变分自编码器（VAEs）

知乎专栏处女作，写得不好请轻拍。在此之前已在微信公众号写了一些文章，立个flag，后续会逐步转过来。这个专栏将记录我看过的一些paper，也将监督我多看paper少水手机。好了，进入正题。

VAEs简介

变分自编码器（Variational auto-encoder，VAE）是一类重要的生成模型（generative model），它于2013年由Diederik P.Kingma和Max Welling提出[1]。2016年Carl Doersch写了一篇VAEs的tutorial[2]，对VAEs做了更详细的介绍，比文献[1]更易懂。这篇读书笔记基于文献[1]。

除了VAEs，还有一类重要的生成模型GANs（对GANs感兴趣可以去我的微信公众号看介绍文章：学术兴趣小组）。

我们来看一下VAE是怎样设计的。

上图是VAE的图模型。我们能观测到的数据是\text{x}，而\text{x}由隐变量\text{z}产生，由\text{z}\rightarrow \text{x}是生成模型p_{\theta}(\text{x}|\text{z})，从自编码器（auto-encoder）的角度来看，就是解码器；而由\text{x}\rightarrow \text{z}是识别模型（recognition model）q_{\phi}(\text{z}|\text{x})，类似于自编码器的编码器。

VAEs现在广泛地用于生成图像，当生成模型p_{\theta}(\text{x}|\text{z})训练好了以后，我们就可以用它来生成图像了。与GANs不同的是，我们是知道图像的密度函数（PDF）的（或者说，是我们设定的），而GANs我们并不知道图像的分布。

VAEs模型的理论推导

以下的推导参考了文献[1]和[3]，文献[3]是变分推理的课件。

首先，假定所有的数据都是独立同分布的（i.i.d），两个观测不会相互影响。我们要对生成模型p_{\theta}(\text{x}|\text{z})做参数估计，利用对数最大似然法，就是要最大化下面的对数似然函数：

\log p_{\theta}(\text{x}^{(1)},\text{x}^{(2)},\cdots,\text{x}^{(N)})=\sum_{i=1}^N \log p_{\theta}(\text{x}^{(i)})

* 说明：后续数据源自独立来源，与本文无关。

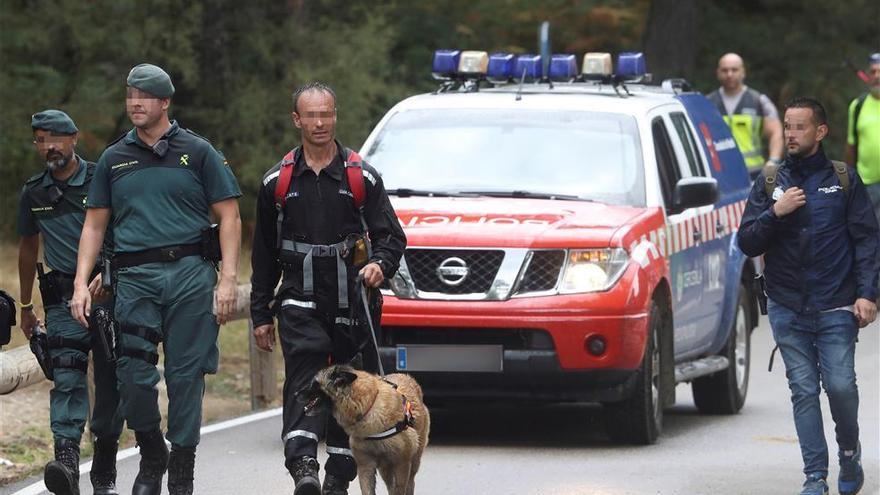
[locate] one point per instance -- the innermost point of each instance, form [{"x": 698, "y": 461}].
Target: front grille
[
  {"x": 509, "y": 338},
  {"x": 542, "y": 272},
  {"x": 482, "y": 267}
]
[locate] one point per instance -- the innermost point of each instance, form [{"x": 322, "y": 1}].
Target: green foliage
[{"x": 235, "y": 64}]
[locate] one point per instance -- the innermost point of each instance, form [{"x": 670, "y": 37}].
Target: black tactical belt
[{"x": 168, "y": 253}]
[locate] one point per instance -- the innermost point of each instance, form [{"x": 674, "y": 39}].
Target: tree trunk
[{"x": 670, "y": 38}]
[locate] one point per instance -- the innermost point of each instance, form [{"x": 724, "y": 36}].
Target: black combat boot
[
  {"x": 62, "y": 475},
  {"x": 180, "y": 470},
  {"x": 103, "y": 473},
  {"x": 305, "y": 476},
  {"x": 154, "y": 462},
  {"x": 334, "y": 485}
]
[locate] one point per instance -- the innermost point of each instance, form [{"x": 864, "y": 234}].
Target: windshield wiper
[
  {"x": 405, "y": 192},
  {"x": 528, "y": 194}
]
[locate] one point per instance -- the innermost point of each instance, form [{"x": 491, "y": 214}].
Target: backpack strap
[
  {"x": 856, "y": 111},
  {"x": 285, "y": 176},
  {"x": 840, "y": 169},
  {"x": 355, "y": 174},
  {"x": 769, "y": 172}
]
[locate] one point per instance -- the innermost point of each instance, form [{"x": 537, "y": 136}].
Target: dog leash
[{"x": 363, "y": 297}]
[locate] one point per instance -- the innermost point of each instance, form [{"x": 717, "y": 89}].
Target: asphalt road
[{"x": 562, "y": 450}]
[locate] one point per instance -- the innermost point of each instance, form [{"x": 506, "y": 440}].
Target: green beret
[
  {"x": 151, "y": 79},
  {"x": 54, "y": 121}
]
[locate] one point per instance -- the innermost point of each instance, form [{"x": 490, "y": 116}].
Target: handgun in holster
[
  {"x": 759, "y": 287},
  {"x": 104, "y": 326},
  {"x": 39, "y": 344},
  {"x": 210, "y": 245},
  {"x": 49, "y": 289}
]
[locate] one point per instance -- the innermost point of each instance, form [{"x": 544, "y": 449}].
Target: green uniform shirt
[
  {"x": 868, "y": 127},
  {"x": 159, "y": 201},
  {"x": 57, "y": 211}
]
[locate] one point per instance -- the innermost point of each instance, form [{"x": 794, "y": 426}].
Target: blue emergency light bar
[
  {"x": 631, "y": 65},
  {"x": 563, "y": 67},
  {"x": 445, "y": 63},
  {"x": 500, "y": 67},
  {"x": 530, "y": 64}
]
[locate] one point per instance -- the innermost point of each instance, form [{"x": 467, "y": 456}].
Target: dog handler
[{"x": 314, "y": 210}]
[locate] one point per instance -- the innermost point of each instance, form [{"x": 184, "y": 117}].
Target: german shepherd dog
[{"x": 385, "y": 418}]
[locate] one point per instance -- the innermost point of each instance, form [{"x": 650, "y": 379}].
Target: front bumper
[{"x": 526, "y": 375}]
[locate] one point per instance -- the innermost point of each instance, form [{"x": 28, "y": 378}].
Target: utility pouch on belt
[
  {"x": 210, "y": 244},
  {"x": 40, "y": 347},
  {"x": 759, "y": 287},
  {"x": 360, "y": 252},
  {"x": 49, "y": 289},
  {"x": 105, "y": 327}
]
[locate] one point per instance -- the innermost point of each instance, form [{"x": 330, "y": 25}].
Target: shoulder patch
[
  {"x": 111, "y": 143},
  {"x": 35, "y": 178}
]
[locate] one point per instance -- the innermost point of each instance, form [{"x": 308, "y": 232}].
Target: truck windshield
[{"x": 524, "y": 153}]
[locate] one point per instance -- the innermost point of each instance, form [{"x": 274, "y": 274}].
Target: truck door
[{"x": 685, "y": 247}]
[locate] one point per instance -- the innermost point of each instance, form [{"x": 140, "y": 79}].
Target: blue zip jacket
[{"x": 822, "y": 255}]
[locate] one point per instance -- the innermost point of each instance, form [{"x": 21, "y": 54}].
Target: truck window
[
  {"x": 688, "y": 143},
  {"x": 666, "y": 163}
]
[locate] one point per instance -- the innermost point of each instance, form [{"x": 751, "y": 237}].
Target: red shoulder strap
[
  {"x": 355, "y": 174},
  {"x": 285, "y": 174}
]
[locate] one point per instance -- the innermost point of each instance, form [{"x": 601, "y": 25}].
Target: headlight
[{"x": 592, "y": 270}]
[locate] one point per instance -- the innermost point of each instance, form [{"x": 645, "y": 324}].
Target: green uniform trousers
[
  {"x": 172, "y": 299},
  {"x": 69, "y": 398}
]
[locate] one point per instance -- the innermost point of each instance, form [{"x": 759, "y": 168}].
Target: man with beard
[
  {"x": 318, "y": 212},
  {"x": 819, "y": 238},
  {"x": 53, "y": 207},
  {"x": 159, "y": 185}
]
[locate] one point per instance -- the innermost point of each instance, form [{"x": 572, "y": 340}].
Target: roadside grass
[{"x": 25, "y": 437}]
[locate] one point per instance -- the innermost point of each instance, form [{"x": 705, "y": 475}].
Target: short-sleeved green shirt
[
  {"x": 57, "y": 211},
  {"x": 160, "y": 200},
  {"x": 868, "y": 161}
]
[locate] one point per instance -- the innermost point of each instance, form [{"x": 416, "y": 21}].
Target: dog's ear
[{"x": 342, "y": 377}]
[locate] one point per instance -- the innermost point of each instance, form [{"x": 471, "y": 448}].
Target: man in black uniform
[{"x": 320, "y": 250}]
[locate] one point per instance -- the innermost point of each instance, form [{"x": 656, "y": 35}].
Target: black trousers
[{"x": 312, "y": 339}]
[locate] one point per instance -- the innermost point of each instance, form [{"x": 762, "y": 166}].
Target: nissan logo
[{"x": 452, "y": 271}]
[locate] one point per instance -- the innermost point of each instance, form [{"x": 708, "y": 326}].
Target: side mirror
[{"x": 692, "y": 192}]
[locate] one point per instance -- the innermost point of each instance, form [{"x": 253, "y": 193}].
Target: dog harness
[{"x": 407, "y": 421}]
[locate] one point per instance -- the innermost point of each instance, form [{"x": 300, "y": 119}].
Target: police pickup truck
[{"x": 571, "y": 238}]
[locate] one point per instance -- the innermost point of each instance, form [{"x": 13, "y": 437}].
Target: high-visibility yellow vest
[{"x": 747, "y": 125}]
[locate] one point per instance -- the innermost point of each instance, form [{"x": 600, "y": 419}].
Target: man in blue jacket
[{"x": 819, "y": 236}]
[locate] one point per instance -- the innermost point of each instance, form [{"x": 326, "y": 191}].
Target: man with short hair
[
  {"x": 750, "y": 114},
  {"x": 819, "y": 238},
  {"x": 327, "y": 225},
  {"x": 53, "y": 208},
  {"x": 159, "y": 185},
  {"x": 863, "y": 133}
]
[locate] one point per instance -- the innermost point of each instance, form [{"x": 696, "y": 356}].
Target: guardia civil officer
[
  {"x": 52, "y": 209},
  {"x": 158, "y": 185},
  {"x": 316, "y": 245}
]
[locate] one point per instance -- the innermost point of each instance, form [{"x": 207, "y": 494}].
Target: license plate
[{"x": 462, "y": 358}]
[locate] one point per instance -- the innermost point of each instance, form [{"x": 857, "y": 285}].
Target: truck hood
[{"x": 511, "y": 222}]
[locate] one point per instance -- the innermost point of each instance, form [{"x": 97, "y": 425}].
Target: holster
[
  {"x": 7, "y": 317},
  {"x": 210, "y": 244},
  {"x": 107, "y": 333},
  {"x": 39, "y": 344},
  {"x": 759, "y": 287}
]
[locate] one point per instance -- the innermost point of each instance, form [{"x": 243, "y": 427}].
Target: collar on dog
[{"x": 407, "y": 421}]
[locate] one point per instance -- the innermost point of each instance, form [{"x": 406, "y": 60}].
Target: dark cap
[
  {"x": 151, "y": 79},
  {"x": 54, "y": 121}
]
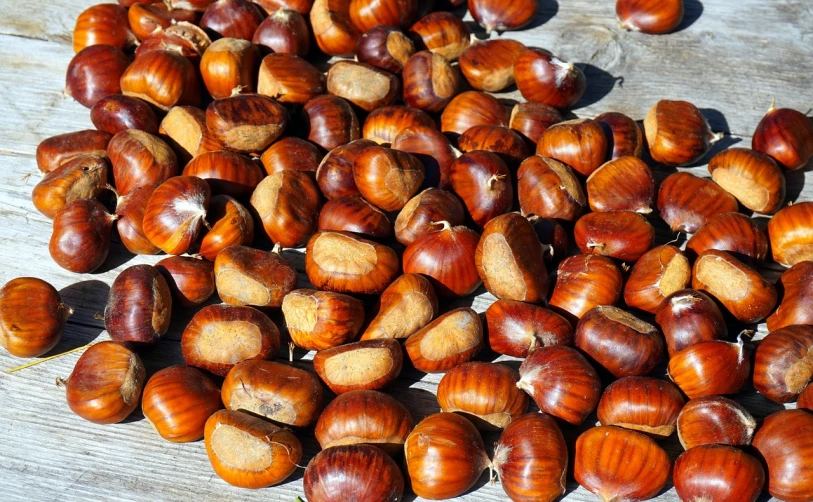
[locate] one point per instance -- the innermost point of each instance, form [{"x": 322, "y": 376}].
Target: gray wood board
[{"x": 729, "y": 58}]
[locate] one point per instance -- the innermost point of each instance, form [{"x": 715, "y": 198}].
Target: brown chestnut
[
  {"x": 32, "y": 317},
  {"x": 247, "y": 276},
  {"x": 105, "y": 384},
  {"x": 364, "y": 365}
]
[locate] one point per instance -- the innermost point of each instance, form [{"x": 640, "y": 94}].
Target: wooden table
[{"x": 730, "y": 57}]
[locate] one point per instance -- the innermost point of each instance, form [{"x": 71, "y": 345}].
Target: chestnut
[
  {"x": 32, "y": 317},
  {"x": 445, "y": 456},
  {"x": 624, "y": 137},
  {"x": 105, "y": 384},
  {"x": 623, "y": 184},
  {"x": 532, "y": 119},
  {"x": 140, "y": 159},
  {"x": 54, "y": 151},
  {"x": 184, "y": 128},
  {"x": 548, "y": 188},
  {"x": 354, "y": 214},
  {"x": 517, "y": 328},
  {"x": 619, "y": 341},
  {"x": 442, "y": 33},
  {"x": 232, "y": 225},
  {"x": 510, "y": 260},
  {"x": 385, "y": 124},
  {"x": 783, "y": 441},
  {"x": 364, "y": 365},
  {"x": 82, "y": 177},
  {"x": 794, "y": 309},
  {"x": 130, "y": 224},
  {"x": 623, "y": 235},
  {"x": 531, "y": 459},
  {"x": 446, "y": 256},
  {"x": 501, "y": 16},
  {"x": 542, "y": 77},
  {"x": 450, "y": 340},
  {"x": 648, "y": 16},
  {"x": 718, "y": 472},
  {"x": 247, "y": 276},
  {"x": 139, "y": 306},
  {"x": 430, "y": 81},
  {"x": 231, "y": 18},
  {"x": 229, "y": 64},
  {"x": 387, "y": 178},
  {"x": 711, "y": 420},
  {"x": 284, "y": 31},
  {"x": 249, "y": 452},
  {"x": 94, "y": 73},
  {"x": 385, "y": 47},
  {"x": 782, "y": 365},
  {"x": 365, "y": 417},
  {"x": 750, "y": 176},
  {"x": 488, "y": 65},
  {"x": 483, "y": 182},
  {"x": 711, "y": 367},
  {"x": 291, "y": 154},
  {"x": 287, "y": 203},
  {"x": 485, "y": 393},
  {"x": 472, "y": 108},
  {"x": 103, "y": 24},
  {"x": 620, "y": 464},
  {"x": 145, "y": 18},
  {"x": 176, "y": 212},
  {"x": 496, "y": 139},
  {"x": 677, "y": 133},
  {"x": 330, "y": 122},
  {"x": 687, "y": 202},
  {"x": 407, "y": 305},
  {"x": 290, "y": 79},
  {"x": 116, "y": 112},
  {"x": 433, "y": 149},
  {"x": 347, "y": 469},
  {"x": 790, "y": 233},
  {"x": 178, "y": 401},
  {"x": 220, "y": 336},
  {"x": 319, "y": 320},
  {"x": 581, "y": 144},
  {"x": 740, "y": 288},
  {"x": 583, "y": 282},
  {"x": 733, "y": 232},
  {"x": 80, "y": 240},
  {"x": 344, "y": 263},
  {"x": 642, "y": 404},
  {"x": 191, "y": 280},
  {"x": 335, "y": 33},
  {"x": 687, "y": 317},
  {"x": 276, "y": 391},
  {"x": 381, "y": 87},
  {"x": 226, "y": 172},
  {"x": 657, "y": 274},
  {"x": 162, "y": 78},
  {"x": 423, "y": 210},
  {"x": 561, "y": 382},
  {"x": 786, "y": 135}
]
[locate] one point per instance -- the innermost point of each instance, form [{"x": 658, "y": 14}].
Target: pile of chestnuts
[{"x": 218, "y": 137}]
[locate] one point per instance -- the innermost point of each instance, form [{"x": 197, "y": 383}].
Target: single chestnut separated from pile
[{"x": 228, "y": 139}]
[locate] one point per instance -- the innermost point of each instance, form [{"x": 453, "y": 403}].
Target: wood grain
[{"x": 729, "y": 58}]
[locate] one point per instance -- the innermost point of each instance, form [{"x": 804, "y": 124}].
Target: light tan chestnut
[
  {"x": 451, "y": 339},
  {"x": 510, "y": 259},
  {"x": 407, "y": 305},
  {"x": 364, "y": 365},
  {"x": 319, "y": 320}
]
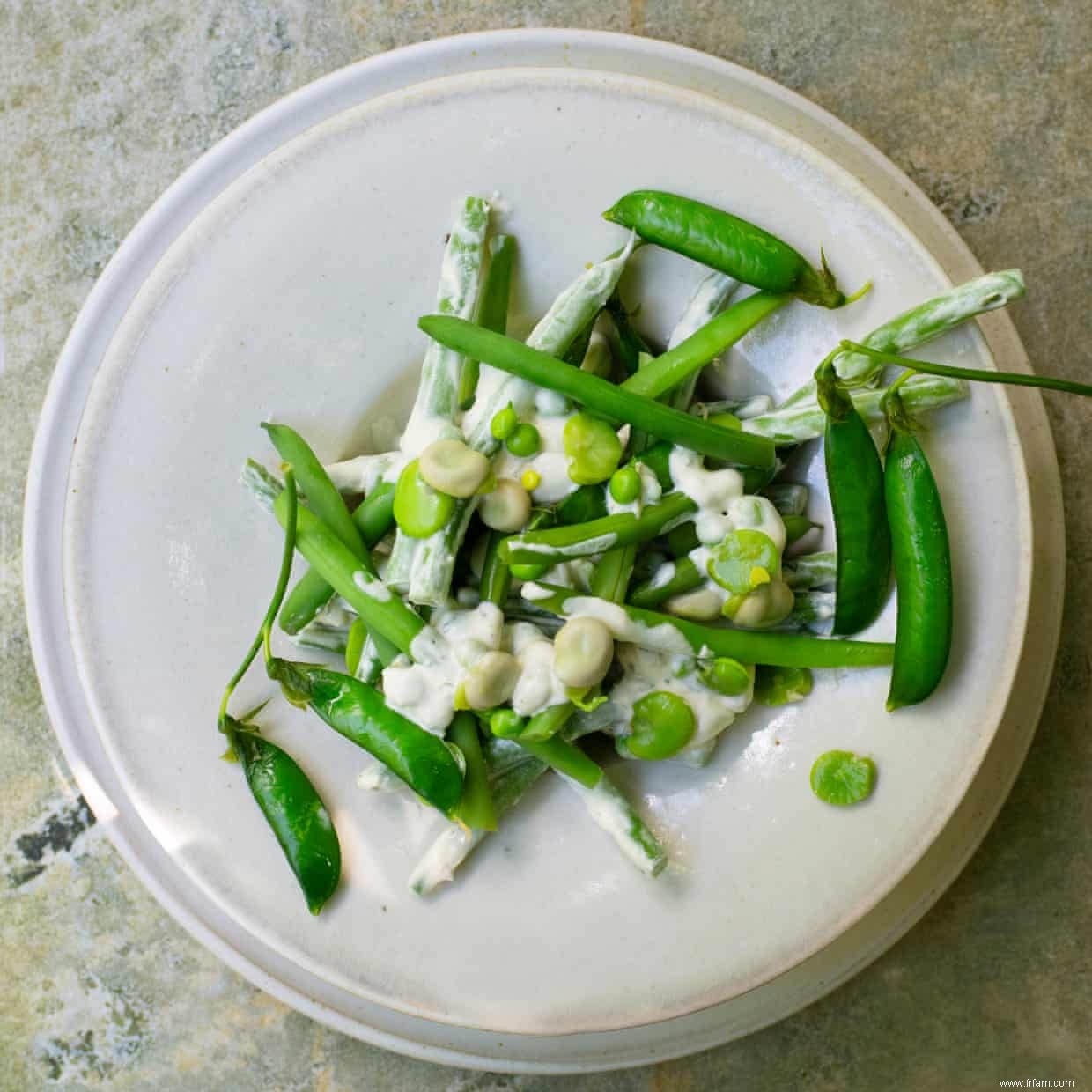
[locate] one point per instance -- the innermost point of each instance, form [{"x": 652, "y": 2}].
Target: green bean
[
  {"x": 382, "y": 612},
  {"x": 492, "y": 309},
  {"x": 597, "y": 395},
  {"x": 811, "y": 570},
  {"x": 795, "y": 423},
  {"x": 923, "y": 569},
  {"x": 781, "y": 686},
  {"x": 796, "y": 528},
  {"x": 855, "y": 483},
  {"x": 476, "y": 807},
  {"x": 978, "y": 374},
  {"x": 924, "y": 322},
  {"x": 643, "y": 628},
  {"x": 373, "y": 517},
  {"x": 358, "y": 712},
  {"x": 561, "y": 756},
  {"x": 629, "y": 343},
  {"x": 686, "y": 359},
  {"x": 586, "y": 540},
  {"x": 612, "y": 811},
  {"x": 725, "y": 242},
  {"x": 675, "y": 578},
  {"x": 712, "y": 292},
  {"x": 788, "y": 498}
]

VAEs用识别模型q_{\phi}(\text{z}|\text{x}^{(i)})去逼近真实的后验概率p_{\theta}(\text{z}|\text{x}^{(i)})，衡量两个分布的相似程度，我们一般采用KL散度，即

\begin{align} KL(q_{\phi}(\text{z}|\text{x}^{(i)})||p_{\theta}(\text{z}|\text{x}^{(i)}))&=\mathbb{E}_{q_{\phi}(\text{z}|\text{x}^{(i)})} \log \frac{q_{\phi}(\text{z}|\text{x}^{(i)})}{p_{\theta}(\text{z}|\text{x}^{(i)})}\\ &=\mathbb{E}_{q_{\phi}(\text{z}|\text{x}^{(i)})} \log \frac{q_{\phi}(\text{z}|\text{x}^{(i)})p_{\theta}(\text{x}^{(i)})}{p_{\theta}(\text{z}|\text{x}^{(i)})p_{\theta}(\text{x}^{(i)})}\\ &=\mathbb{E}_{q_{\phi}(\text{z}|\text{x}^{(i)})} \log \frac{q_{\phi}(\text{z}|\text{x}^{(i)})}{p_{\theta}(\text{z},\text{x}^{(i)})}+\mathbb{E}_{q_{\phi}(\text{z}|\text{x}^{(i)})} \log p_{\theta}(\text{x}^{(i)})\\ &=\mathbb{E}_{q_{\phi}(\text{z}|\text{x}^{(i)})} \log \frac{q_{\phi}(\text{z}|\text{x}^{(i)})}{p_{\theta}(\text{z},\text{x}^{(i)})}+\log p_{\theta}(\text{x}^{(i)}) \end{align}

于是

\log p_{\theta}(\text{x}^{(i)})=KL(q_{\phi}(\text{z}|\text{x}^{(i)}), p_{\theta}(\text{z}|\text{x}^{(i)}))+\mathcal{L}(\theta,\phi;\text{x}^{(i)})

其中，

\begin{align} \mathcal{L}(\theta,\phi;\text{x}^{(i)})& = -\mathbb{E}_{q_{\phi}(\text{z}|\text{x}^{(i)})} \log \frac{q_{\phi}(\text{z}|\text{x}^{(i)})}{p_{\theta}(\text{z},\text{x}^{(i)})}\\ &=\mathbb{E}_{q_{\phi}(\text{z}|\text{x}^{(i)})} \log p_{\theta}(\text{z}, \text{x}^{(i)}) - \mathbb{E}_{q_{\phi}(\text{z}|\text{x}^{(i)})} \log q_{\phi}(\text{z}|\text{x}^{(i)}) \end{align}

由于KL散度非负，当两个分布一致时（允许在一个零测集上不一致），KL散度为0。于是\log p_{\theta}(\text{x}^{(i)}) \geq \mathcal{L}(\theta,\phi;\text{x}^{(i)})。 \mathcal{L}(\theta,\phi;\text{x}^{(i)})称为对数似然函数的变分下界。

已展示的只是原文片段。